My husband and I have taken the high road on this journey & have dressed up in various themes when I have treatment days. We have done such themes as Disco, Jamaican, Canada Day & many more. Total count so far 65 themes.
The word "Survivor" in the dictionary means, one who perseveres through life's challenges, hardships, misfortunes and tragedies. One who refuses to give up, give in, or quit trying. One who triumphs over insurmountable challenges and becomes a better person because of them. I believe I am reaching my goal everyday. For a cancer patient every second,minute,hour,day & year is "HOPE".
A book is now published about our journey called "Never Leave Your Wingman". The phrase my husband Graham said to me when I told him I was sick again & he did not have to marry me.
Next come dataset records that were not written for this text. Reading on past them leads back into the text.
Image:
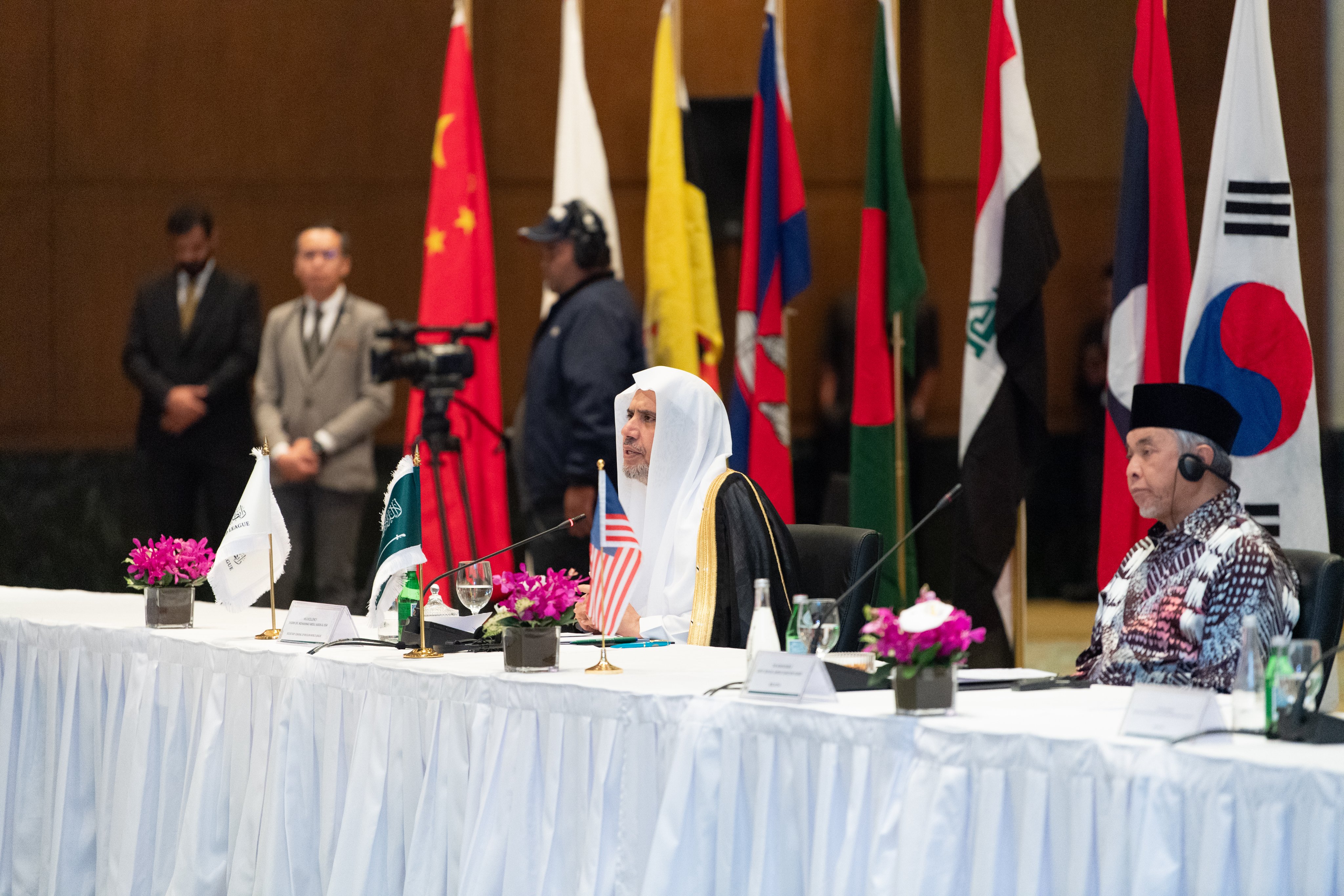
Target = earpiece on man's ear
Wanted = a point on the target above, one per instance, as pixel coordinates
(1191, 467)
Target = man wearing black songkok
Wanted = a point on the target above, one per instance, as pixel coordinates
(1172, 615)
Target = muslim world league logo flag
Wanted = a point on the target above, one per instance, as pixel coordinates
(400, 551)
(242, 566)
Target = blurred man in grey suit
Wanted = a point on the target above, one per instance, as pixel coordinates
(318, 405)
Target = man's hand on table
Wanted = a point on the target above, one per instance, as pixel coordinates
(629, 627)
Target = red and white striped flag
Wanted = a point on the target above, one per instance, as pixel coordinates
(613, 559)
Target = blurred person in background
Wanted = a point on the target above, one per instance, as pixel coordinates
(318, 405)
(191, 351)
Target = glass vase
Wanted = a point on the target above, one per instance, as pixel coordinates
(929, 692)
(170, 608)
(533, 649)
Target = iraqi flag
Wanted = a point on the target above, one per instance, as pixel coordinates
(457, 287)
(1003, 379)
(776, 266)
(1151, 273)
(1245, 325)
(890, 280)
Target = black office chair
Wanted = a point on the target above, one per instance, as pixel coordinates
(1320, 598)
(830, 558)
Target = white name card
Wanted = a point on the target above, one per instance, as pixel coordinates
(1170, 713)
(789, 676)
(318, 624)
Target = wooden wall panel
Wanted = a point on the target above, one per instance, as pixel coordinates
(282, 113)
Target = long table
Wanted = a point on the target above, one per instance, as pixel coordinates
(206, 762)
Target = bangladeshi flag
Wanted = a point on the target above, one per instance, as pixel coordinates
(890, 280)
(459, 288)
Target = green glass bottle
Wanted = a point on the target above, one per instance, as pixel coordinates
(407, 602)
(792, 643)
(1277, 665)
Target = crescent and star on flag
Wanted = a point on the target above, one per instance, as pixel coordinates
(436, 237)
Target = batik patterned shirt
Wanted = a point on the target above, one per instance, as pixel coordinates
(1172, 615)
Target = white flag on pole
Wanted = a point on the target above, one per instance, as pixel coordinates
(1245, 324)
(580, 158)
(242, 563)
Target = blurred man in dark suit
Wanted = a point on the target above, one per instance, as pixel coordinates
(191, 350)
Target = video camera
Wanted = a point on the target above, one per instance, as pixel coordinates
(428, 365)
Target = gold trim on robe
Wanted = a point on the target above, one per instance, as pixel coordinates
(707, 562)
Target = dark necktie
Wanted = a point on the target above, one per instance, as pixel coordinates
(314, 346)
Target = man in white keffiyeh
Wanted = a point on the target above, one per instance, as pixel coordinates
(1172, 615)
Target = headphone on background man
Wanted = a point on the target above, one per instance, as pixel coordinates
(589, 236)
(1193, 468)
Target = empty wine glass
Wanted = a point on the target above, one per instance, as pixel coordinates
(814, 613)
(475, 586)
(1303, 653)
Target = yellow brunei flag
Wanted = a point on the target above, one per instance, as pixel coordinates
(681, 308)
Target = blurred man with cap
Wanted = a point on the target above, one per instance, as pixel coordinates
(585, 352)
(1172, 615)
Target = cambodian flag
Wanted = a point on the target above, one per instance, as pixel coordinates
(776, 268)
(1151, 273)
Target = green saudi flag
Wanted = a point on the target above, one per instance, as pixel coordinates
(890, 280)
(400, 549)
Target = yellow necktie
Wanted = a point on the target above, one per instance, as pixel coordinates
(189, 308)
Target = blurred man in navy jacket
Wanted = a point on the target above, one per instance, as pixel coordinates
(584, 355)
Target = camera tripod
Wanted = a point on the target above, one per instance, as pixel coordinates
(437, 436)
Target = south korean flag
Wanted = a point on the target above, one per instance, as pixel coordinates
(1245, 331)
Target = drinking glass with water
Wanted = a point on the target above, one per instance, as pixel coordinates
(809, 615)
(475, 586)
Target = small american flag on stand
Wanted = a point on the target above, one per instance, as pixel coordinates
(613, 558)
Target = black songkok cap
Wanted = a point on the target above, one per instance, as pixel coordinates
(1183, 406)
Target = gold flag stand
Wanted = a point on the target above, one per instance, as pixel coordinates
(272, 633)
(423, 652)
(604, 667)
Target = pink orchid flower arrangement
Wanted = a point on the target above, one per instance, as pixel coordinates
(169, 563)
(931, 633)
(536, 601)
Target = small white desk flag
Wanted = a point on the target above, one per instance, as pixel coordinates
(242, 563)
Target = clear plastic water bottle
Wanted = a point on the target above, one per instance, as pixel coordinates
(763, 636)
(1249, 683)
(792, 643)
(1277, 665)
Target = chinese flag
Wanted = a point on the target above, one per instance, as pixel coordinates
(459, 288)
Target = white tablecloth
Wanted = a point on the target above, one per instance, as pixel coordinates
(206, 762)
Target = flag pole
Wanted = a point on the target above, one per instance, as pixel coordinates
(604, 667)
(272, 633)
(898, 343)
(1019, 589)
(423, 652)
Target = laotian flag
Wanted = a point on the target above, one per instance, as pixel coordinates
(1151, 273)
(776, 266)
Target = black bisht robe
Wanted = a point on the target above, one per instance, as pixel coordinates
(748, 541)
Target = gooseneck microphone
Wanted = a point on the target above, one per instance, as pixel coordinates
(565, 524)
(854, 586)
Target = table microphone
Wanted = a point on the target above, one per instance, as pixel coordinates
(516, 545)
(854, 586)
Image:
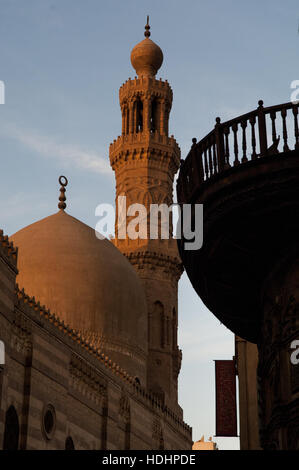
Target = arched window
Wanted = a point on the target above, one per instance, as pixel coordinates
(139, 115)
(69, 443)
(156, 319)
(174, 329)
(154, 115)
(11, 430)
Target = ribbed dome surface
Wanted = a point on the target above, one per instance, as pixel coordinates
(146, 58)
(88, 283)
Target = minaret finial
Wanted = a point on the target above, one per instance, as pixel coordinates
(63, 181)
(147, 28)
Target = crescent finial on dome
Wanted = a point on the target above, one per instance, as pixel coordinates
(146, 56)
(63, 181)
(147, 28)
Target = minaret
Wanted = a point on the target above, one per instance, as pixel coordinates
(145, 160)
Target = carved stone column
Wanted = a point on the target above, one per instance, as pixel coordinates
(278, 372)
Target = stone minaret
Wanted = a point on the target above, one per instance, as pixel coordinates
(145, 160)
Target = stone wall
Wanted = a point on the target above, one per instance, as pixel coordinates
(63, 389)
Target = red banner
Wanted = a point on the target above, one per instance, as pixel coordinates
(226, 403)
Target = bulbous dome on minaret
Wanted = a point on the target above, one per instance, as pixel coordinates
(146, 56)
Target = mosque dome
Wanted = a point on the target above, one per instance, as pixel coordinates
(88, 283)
(146, 56)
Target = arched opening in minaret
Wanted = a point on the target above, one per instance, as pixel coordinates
(139, 115)
(157, 339)
(174, 328)
(154, 116)
(11, 430)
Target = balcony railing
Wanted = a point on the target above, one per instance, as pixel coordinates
(259, 133)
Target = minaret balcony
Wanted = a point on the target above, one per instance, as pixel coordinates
(245, 172)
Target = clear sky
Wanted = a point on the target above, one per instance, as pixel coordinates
(63, 62)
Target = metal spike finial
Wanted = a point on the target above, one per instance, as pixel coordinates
(147, 28)
(63, 181)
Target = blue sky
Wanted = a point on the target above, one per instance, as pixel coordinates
(63, 62)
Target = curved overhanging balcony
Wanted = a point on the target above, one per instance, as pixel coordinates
(245, 173)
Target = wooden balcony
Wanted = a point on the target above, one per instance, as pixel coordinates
(245, 172)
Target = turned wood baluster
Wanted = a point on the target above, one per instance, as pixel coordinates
(236, 148)
(214, 157)
(226, 151)
(252, 121)
(295, 112)
(219, 141)
(210, 157)
(262, 128)
(273, 117)
(284, 130)
(244, 145)
(206, 162)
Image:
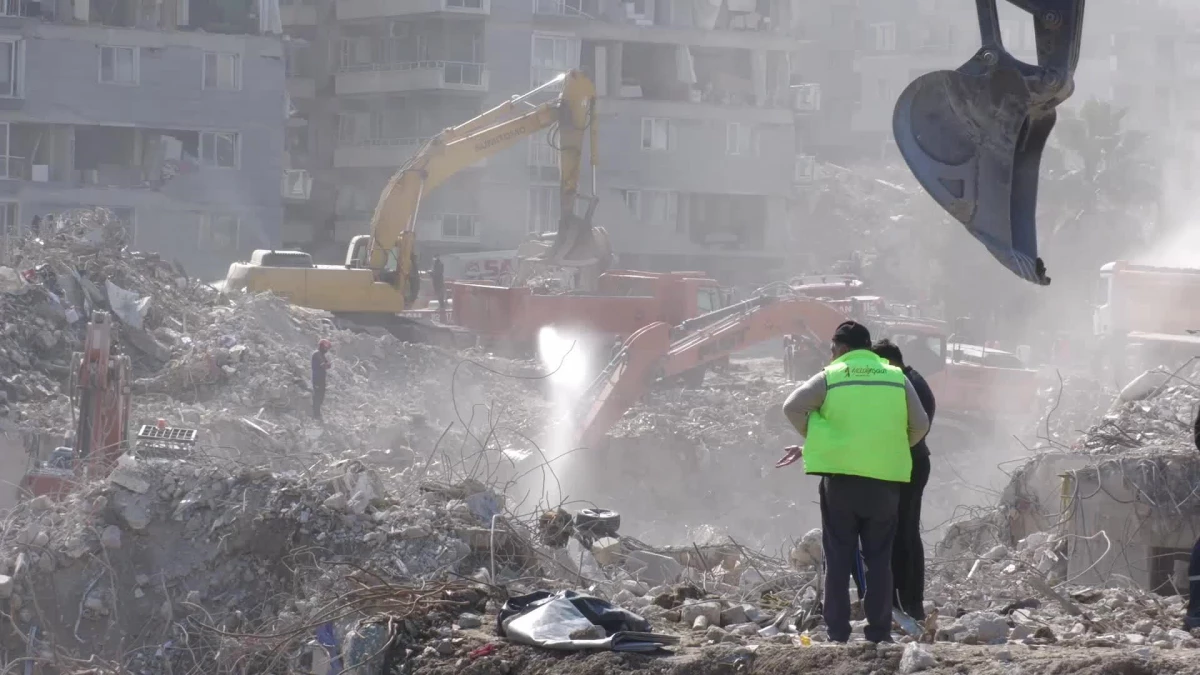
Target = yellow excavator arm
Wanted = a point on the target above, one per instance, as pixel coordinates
(379, 273)
(393, 226)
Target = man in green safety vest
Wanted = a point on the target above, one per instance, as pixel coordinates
(859, 417)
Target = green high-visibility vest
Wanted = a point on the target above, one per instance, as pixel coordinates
(862, 429)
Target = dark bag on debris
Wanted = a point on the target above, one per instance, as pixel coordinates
(571, 621)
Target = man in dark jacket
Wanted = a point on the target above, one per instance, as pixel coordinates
(909, 551)
(859, 418)
(319, 368)
(1193, 619)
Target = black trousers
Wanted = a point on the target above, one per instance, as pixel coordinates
(1193, 619)
(318, 398)
(858, 514)
(909, 551)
Thanks to Deana Driver the Author at www.driverworks.ca Graham & I are now able to share our journey of love and give other patients & their families "HOPE", "LAUGHTER" & "SUPPORT".
Third Place Winner Story
Tammy D. Sudbury, ON
Woman from Sudbury Ontario, opens school in Cambodia for children who would otherwise never be able to attend school.
DURAND's first visit to Cambodia came in 2009 when she signed up for an adventure tour that would take her through Vietnam, Cambodia, Laos and Northern Thailand. Once she got to Cambodia, the Sudbury woman abandoned the rest of her travel plans to stay there.
She intended to spend three days touring the temples, but in response to a flyer in her hotel, opted to spend half a day at an orphanage, painting, cleaning.
"Instead, she found herself playing and singing with eight amazingly beautiful children. Her heart soared and was broken all at the same instant ... she spent three days with them playing at the orphanage and volunteering at the school. In the end, she had to let her tour group go on without her ."
When she got back to Canada a few weeks later, she started ABCs and Rice, which began as a fundraising campaign to help organizations in Cambodia focusing on education and food. She went back to the country the next year with the money raised in hand.
One day, a local woman came to see Durand, begging for help. "You help children in other nearby villages, why do you not help here?" the woman asked Durand, before offering her the use of land she owned for $200 a month. Eventually, after Durand's initial refusals, the woman came down to $70 a month and Durand immediately signed a one-year lease.
Less than 24 hours later, she, along with volunteers, were building their first classroom. The Siem Reap school now has 180 students. In addition to teaching, there is a daily breakfast program. Food is also provided to the families, which allow the children to go to school instead of working to raise money for the family.
Tammy is Still in Cambodia and still expanding her project. She accomplished so much!.